When you think of the Easter holiday, you likely have this perfect vision of a family gathering, perhaps an Easter egg hunt with the kids, and everyone laughing and smiling. Reality can be almost the opposite at times. At least one thing gets burned, the siblings are in a fight because one got more eggs in the hunt than the other, and three family members came down with the spring flu.
The Food Matters, But…
Yes, everyone looks forward to a nice family meal. Whether you go with some traditional favorites like ham and mashed potatoes, or you decide to grill out, it doesn’t really matter. What matters is the time spent with family and friends being thankful for the blessing of this holiday.
- Choose a meal plan that is not going to stress you out.
- Don’t overlook the value of a pitch-in. Everyone brings a dish and you provide the meat and drinks.
- You can even dine out if you plan ahead. The goal is to bring everyone together over a meal. There’s no rule that you have to cook it.
When it comes to kids, thinking ahead about things that trigger sibling feuds can go a long way toward avoiding them. If the kids fight every year over who grabbed the most eggs, then dye the eggs in several colors and each person can only pick up eggs of their own color.
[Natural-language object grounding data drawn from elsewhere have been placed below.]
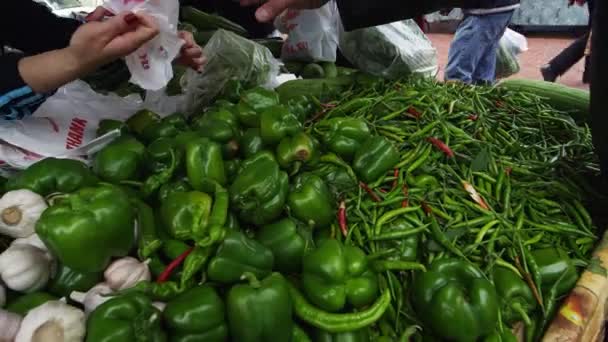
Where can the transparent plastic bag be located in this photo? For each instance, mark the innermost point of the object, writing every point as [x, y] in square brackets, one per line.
[230, 56]
[393, 50]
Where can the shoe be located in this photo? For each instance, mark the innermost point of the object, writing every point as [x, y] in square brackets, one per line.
[586, 72]
[548, 74]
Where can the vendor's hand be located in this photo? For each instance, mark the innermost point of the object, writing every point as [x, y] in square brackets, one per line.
[271, 9]
[97, 43]
[191, 55]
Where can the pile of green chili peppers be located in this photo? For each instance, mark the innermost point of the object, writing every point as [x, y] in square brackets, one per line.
[406, 211]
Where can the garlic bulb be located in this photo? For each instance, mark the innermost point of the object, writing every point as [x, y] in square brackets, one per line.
[52, 321]
[25, 268]
[126, 272]
[9, 325]
[93, 298]
[19, 212]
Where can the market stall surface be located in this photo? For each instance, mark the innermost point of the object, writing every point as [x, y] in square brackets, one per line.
[541, 48]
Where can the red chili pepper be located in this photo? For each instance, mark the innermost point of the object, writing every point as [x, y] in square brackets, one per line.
[342, 218]
[405, 203]
[441, 146]
[163, 277]
[414, 113]
[396, 175]
[370, 192]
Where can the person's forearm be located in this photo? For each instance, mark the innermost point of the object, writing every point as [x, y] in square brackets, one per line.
[50, 70]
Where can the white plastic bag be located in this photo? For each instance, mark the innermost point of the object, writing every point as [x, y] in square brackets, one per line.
[392, 51]
[312, 34]
[150, 65]
[64, 126]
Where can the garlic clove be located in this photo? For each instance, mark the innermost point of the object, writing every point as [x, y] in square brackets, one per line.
[9, 325]
[126, 272]
[19, 212]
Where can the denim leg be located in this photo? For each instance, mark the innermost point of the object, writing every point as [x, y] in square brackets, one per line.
[493, 27]
[463, 54]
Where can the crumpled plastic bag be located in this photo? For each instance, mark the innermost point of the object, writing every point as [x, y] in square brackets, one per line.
[392, 51]
[150, 65]
[230, 56]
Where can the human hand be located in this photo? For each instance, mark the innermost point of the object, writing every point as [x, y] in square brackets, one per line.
[191, 54]
[99, 42]
[272, 8]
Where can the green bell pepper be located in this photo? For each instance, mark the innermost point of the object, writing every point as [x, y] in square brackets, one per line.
[109, 125]
[52, 175]
[552, 263]
[168, 127]
[26, 302]
[277, 123]
[236, 255]
[350, 336]
[406, 248]
[97, 220]
[455, 301]
[344, 136]
[253, 102]
[251, 142]
[311, 202]
[121, 160]
[261, 310]
[286, 244]
[196, 315]
[335, 276]
[516, 298]
[301, 148]
[142, 119]
[183, 214]
[259, 191]
[375, 158]
[67, 280]
[126, 318]
[220, 125]
[205, 165]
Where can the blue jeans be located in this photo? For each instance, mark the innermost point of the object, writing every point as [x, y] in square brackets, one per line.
[472, 55]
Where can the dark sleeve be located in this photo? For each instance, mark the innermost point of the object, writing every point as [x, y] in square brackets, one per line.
[365, 13]
[32, 28]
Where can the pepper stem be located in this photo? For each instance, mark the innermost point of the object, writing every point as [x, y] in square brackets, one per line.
[252, 279]
[12, 216]
[522, 313]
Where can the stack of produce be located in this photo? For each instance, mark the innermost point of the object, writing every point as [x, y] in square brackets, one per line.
[399, 211]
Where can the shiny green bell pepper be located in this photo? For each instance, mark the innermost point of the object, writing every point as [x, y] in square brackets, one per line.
[301, 148]
[286, 244]
[196, 315]
[121, 160]
[126, 318]
[67, 280]
[516, 298]
[251, 142]
[259, 191]
[253, 102]
[261, 310]
[53, 175]
[455, 301]
[344, 135]
[183, 214]
[236, 255]
[98, 220]
[335, 276]
[375, 158]
[26, 302]
[311, 201]
[277, 123]
[205, 165]
[552, 263]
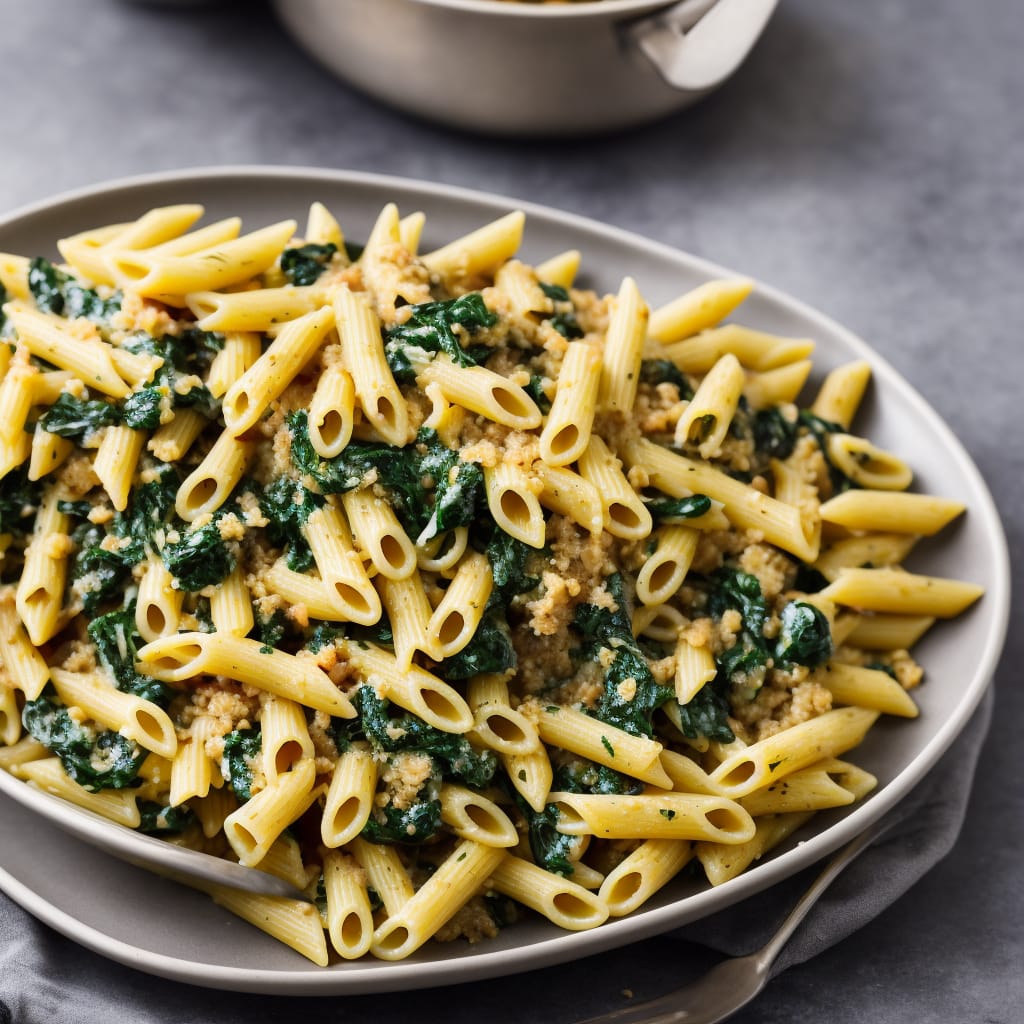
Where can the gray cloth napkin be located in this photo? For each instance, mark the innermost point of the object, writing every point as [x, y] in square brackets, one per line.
[46, 979]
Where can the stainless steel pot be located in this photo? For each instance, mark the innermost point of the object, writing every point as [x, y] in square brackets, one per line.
[524, 69]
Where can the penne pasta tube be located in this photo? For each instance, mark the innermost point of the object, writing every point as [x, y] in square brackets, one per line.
[480, 251]
[141, 721]
[561, 900]
[350, 922]
[415, 689]
[496, 723]
[623, 349]
[663, 815]
[253, 828]
[698, 309]
[262, 309]
[649, 867]
[569, 495]
[166, 276]
[638, 757]
[436, 901]
[566, 430]
[755, 349]
[296, 925]
[458, 615]
[247, 399]
[349, 797]
[471, 815]
[897, 591]
[744, 507]
[513, 505]
[863, 687]
[185, 655]
[826, 735]
[884, 512]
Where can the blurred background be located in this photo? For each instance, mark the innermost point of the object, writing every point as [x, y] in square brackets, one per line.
[867, 158]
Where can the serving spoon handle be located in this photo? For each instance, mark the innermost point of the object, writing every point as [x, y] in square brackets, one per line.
[728, 986]
[695, 45]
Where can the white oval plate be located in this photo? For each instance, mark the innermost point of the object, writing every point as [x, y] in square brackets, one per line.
[156, 926]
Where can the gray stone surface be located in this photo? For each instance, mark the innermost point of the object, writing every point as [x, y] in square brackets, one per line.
[869, 158]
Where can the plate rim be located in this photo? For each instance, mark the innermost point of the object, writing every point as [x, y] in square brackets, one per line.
[383, 976]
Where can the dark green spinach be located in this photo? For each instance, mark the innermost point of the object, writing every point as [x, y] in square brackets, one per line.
[95, 759]
[631, 694]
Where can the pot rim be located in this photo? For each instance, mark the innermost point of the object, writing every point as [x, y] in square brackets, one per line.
[578, 9]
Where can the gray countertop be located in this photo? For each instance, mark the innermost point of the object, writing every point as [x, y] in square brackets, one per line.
[868, 158]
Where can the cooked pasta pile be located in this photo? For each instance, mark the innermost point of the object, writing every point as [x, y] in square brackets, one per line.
[438, 587]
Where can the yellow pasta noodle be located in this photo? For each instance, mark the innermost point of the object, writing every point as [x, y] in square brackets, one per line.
[374, 565]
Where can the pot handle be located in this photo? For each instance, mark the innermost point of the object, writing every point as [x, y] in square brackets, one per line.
[697, 44]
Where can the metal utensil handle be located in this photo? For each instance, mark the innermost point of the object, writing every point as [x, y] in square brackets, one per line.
[769, 952]
[696, 44]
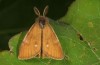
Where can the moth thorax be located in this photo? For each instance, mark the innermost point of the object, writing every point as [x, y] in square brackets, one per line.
[42, 22]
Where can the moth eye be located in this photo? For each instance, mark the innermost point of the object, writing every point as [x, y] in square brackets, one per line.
[47, 45]
[35, 45]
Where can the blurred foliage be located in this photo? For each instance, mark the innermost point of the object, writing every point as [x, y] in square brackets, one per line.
[78, 32]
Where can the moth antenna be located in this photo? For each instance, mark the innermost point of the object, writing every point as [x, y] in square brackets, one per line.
[45, 10]
[37, 12]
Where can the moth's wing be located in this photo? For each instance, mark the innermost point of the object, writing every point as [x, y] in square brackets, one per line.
[30, 46]
[51, 44]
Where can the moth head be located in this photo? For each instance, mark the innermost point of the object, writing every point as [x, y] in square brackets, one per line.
[37, 12]
[41, 18]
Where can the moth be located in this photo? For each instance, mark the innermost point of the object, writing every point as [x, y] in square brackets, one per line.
[40, 40]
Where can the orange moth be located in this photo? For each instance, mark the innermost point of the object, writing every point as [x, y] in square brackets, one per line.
[40, 40]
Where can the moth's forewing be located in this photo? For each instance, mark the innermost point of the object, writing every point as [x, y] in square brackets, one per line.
[51, 44]
[31, 45]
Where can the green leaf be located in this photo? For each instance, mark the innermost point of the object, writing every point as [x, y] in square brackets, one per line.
[84, 17]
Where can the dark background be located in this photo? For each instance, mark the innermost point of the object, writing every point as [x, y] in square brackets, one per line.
[18, 15]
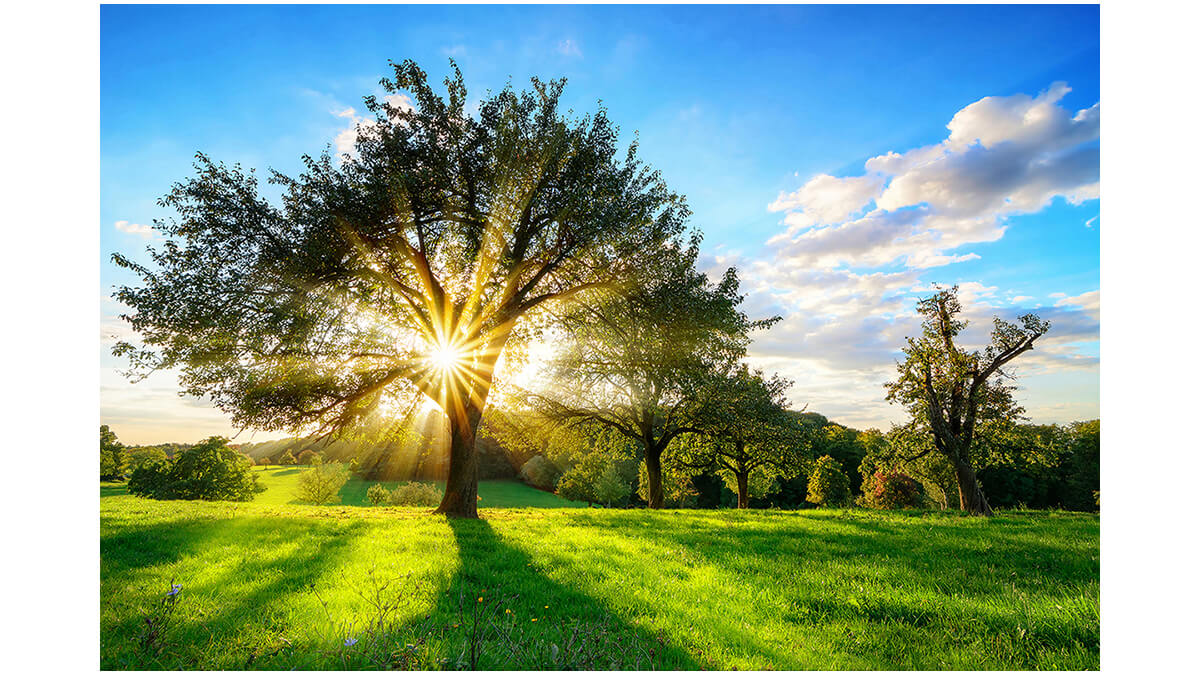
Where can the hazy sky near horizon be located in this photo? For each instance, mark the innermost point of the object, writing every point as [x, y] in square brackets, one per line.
[844, 159]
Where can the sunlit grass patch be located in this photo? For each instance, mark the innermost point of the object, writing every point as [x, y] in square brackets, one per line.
[283, 586]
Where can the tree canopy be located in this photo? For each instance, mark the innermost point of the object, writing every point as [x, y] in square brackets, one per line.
[402, 268]
[641, 362]
[951, 392]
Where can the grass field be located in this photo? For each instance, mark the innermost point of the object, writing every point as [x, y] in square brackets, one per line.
[281, 483]
[279, 586]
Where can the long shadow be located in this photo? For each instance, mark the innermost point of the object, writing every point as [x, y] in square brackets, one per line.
[546, 615]
[131, 555]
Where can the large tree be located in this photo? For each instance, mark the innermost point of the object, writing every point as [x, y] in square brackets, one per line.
[641, 362]
[748, 432]
[951, 392]
[401, 269]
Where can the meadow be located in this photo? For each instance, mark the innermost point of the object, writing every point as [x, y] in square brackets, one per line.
[274, 585]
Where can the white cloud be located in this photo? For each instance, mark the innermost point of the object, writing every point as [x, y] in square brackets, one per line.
[135, 228]
[345, 139]
[569, 48]
[1005, 155]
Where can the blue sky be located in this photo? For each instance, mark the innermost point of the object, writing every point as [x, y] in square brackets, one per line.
[742, 108]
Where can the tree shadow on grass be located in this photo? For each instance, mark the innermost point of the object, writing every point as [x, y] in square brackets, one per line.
[549, 625]
[223, 596]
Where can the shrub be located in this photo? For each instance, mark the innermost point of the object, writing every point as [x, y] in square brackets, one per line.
[540, 472]
[112, 455]
[207, 471]
[828, 484]
[677, 488]
[893, 490]
[322, 483]
[415, 494]
[378, 495]
[595, 478]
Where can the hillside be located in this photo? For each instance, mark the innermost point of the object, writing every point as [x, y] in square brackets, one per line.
[310, 587]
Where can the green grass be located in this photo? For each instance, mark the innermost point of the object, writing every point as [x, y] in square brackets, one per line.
[282, 481]
[282, 586]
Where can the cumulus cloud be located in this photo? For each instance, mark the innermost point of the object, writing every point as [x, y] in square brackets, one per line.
[345, 139]
[1005, 155]
[855, 251]
[135, 228]
[569, 48]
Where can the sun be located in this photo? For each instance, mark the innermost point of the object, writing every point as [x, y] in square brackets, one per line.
[447, 358]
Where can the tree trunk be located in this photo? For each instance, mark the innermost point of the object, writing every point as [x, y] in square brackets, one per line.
[654, 476]
[744, 489]
[462, 483]
[971, 499]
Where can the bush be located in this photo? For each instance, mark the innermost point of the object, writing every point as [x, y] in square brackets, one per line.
[893, 490]
[540, 472]
[415, 494]
[828, 484]
[595, 478]
[322, 483]
[378, 495]
[207, 471]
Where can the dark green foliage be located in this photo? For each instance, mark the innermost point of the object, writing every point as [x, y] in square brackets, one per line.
[415, 494]
[828, 484]
[207, 471]
[322, 483]
[540, 472]
[378, 495]
[143, 455]
[893, 490]
[954, 395]
[112, 455]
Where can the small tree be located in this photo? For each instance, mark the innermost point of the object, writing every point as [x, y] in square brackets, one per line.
[892, 490]
[828, 484]
[378, 495]
[540, 472]
[639, 362]
[209, 470]
[951, 393]
[141, 457]
[595, 478]
[112, 455]
[748, 435]
[322, 483]
[415, 494]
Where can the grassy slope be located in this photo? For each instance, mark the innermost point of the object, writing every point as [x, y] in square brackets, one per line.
[282, 481]
[281, 586]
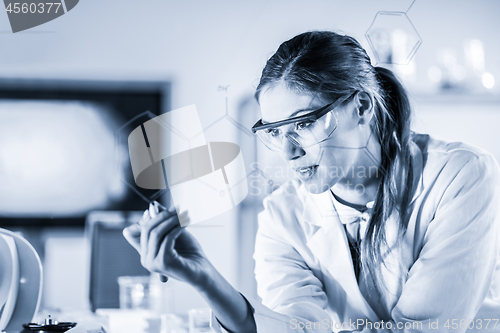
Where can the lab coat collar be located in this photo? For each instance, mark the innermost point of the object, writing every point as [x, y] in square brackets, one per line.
[319, 208]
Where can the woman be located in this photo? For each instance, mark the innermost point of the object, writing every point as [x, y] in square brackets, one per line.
[383, 229]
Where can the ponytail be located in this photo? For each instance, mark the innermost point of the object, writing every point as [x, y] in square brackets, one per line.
[396, 187]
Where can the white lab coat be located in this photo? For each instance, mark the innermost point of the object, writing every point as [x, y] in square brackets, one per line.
[451, 249]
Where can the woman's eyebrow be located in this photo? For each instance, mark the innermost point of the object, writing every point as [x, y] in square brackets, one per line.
[295, 113]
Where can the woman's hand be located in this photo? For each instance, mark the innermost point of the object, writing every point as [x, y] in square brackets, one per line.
[167, 248]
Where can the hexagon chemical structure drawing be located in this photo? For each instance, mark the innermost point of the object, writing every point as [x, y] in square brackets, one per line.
[393, 38]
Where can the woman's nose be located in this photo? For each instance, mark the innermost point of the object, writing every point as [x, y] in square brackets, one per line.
[290, 151]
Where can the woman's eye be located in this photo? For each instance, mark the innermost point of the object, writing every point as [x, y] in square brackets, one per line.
[273, 131]
[302, 125]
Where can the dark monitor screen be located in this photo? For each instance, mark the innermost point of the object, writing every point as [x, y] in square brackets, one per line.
[63, 148]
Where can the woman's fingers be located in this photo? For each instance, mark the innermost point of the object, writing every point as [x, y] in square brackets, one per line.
[157, 235]
[133, 235]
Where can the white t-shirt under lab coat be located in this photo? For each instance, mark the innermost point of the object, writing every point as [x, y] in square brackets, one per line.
[451, 250]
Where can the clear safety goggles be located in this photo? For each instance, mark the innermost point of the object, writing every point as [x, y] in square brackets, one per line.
[302, 131]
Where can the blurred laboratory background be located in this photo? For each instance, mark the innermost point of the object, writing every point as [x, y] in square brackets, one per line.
[73, 89]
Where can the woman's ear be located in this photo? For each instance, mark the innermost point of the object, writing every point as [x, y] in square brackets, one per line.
[364, 107]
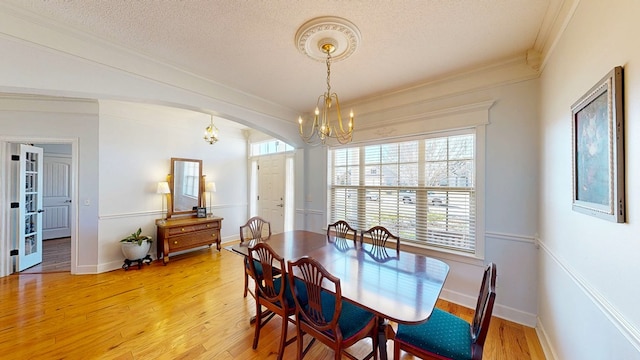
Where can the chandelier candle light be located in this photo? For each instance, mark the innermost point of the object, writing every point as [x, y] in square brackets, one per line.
[211, 133]
[335, 38]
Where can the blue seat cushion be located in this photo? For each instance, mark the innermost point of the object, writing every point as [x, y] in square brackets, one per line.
[443, 334]
[300, 288]
[352, 318]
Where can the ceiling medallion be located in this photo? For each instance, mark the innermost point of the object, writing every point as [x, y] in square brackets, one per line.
[339, 32]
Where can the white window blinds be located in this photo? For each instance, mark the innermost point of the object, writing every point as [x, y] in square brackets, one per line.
[422, 190]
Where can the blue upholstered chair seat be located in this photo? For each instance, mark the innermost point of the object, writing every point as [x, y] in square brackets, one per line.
[443, 334]
[352, 317]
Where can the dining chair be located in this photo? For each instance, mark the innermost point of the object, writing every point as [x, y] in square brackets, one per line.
[379, 237]
[342, 231]
[326, 317]
[446, 336]
[272, 292]
[255, 228]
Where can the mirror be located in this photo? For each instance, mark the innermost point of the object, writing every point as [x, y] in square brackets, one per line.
[186, 185]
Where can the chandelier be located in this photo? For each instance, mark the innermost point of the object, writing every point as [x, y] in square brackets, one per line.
[211, 133]
[329, 39]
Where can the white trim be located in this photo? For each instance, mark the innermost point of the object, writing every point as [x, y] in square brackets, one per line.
[512, 237]
[5, 197]
[549, 353]
[628, 330]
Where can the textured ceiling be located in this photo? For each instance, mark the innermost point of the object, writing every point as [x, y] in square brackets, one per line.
[249, 44]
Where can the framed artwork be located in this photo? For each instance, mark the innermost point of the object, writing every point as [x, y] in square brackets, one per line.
[598, 150]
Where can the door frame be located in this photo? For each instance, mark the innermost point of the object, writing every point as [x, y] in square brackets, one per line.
[6, 260]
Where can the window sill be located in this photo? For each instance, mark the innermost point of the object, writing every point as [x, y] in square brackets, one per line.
[442, 254]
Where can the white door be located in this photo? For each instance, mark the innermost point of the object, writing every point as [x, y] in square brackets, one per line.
[271, 190]
[56, 197]
[29, 196]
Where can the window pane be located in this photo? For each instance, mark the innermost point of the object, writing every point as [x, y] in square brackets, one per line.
[422, 190]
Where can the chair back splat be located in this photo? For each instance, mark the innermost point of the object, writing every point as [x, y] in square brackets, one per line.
[336, 323]
[446, 336]
[379, 236]
[272, 292]
[341, 231]
[255, 229]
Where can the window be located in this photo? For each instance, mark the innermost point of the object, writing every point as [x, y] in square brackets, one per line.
[424, 190]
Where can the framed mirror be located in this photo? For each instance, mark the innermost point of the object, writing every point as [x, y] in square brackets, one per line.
[186, 185]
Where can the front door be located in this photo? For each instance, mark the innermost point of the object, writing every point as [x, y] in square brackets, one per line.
[28, 235]
[56, 197]
[271, 190]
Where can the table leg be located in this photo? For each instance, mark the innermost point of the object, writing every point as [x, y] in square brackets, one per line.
[382, 338]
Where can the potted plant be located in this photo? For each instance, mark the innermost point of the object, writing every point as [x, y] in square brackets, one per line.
[136, 246]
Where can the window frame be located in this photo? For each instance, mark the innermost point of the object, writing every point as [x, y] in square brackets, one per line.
[477, 189]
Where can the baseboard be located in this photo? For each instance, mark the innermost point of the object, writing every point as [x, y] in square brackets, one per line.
[501, 311]
[549, 354]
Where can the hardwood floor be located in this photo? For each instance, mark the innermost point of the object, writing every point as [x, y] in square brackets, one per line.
[56, 257]
[192, 308]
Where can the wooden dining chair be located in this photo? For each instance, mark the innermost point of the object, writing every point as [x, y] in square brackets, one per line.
[272, 292]
[326, 317]
[446, 336]
[379, 237]
[341, 231]
[255, 228]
Of course, kids will be kids and they might find something else to argue over. Try to let them settle it on their own but also be ready to step in with an activity to distract them from their squabble.
Do you have a Debbie Downer in your family? You know this person. No matter how positive or happy the occasion, he or she finds something to bring everyone down. Perhaps you comment on how pretty the dyed eggs turned out this year, and Debbie has to point out that you didn’t buy cage free eggs and go into detail about the travesty of the poultry industry.
C’mon, admit it. You know someone like this. The best course of action is to not let Debbie bring everyone down. If necessary, just change the subject. Debbie must be pretty miserable with her life to try to make everyone else so miserable. Maybe some of your joy will rub off on her.
If all else fails, give Debbie a gift you bought just for her. Few people can stay negative when handed a gift for no reason at all. It just makes one happy.
For a truly memorable gathering, start a few new traditions. Perhaps you could work as a group to help a charity. Everyone could bring items for the local food pantry, for example. Another idea would be to have everyone talk about what Easter means to them and why they are glad to be there. It doesn’t really matter what the tradition is, only that you have the tradition to remember for the rest of your life.
When I was a little girl, my grandmother always bought the kids chocolate bunnies for Easter. You know, the little hollow ones with the hard candy eyes? Only, I never liked chocolate as a kid and really don’t like it much as an adult. So, my grandma always got me a white chocolate one. Even though my grandmother has been gone for many years, when Easter comes around and I see those little chocolate bunnies, especially the white ones, I think of my grandma and the memory brings a smile to my face.
What memories will you build for future generations?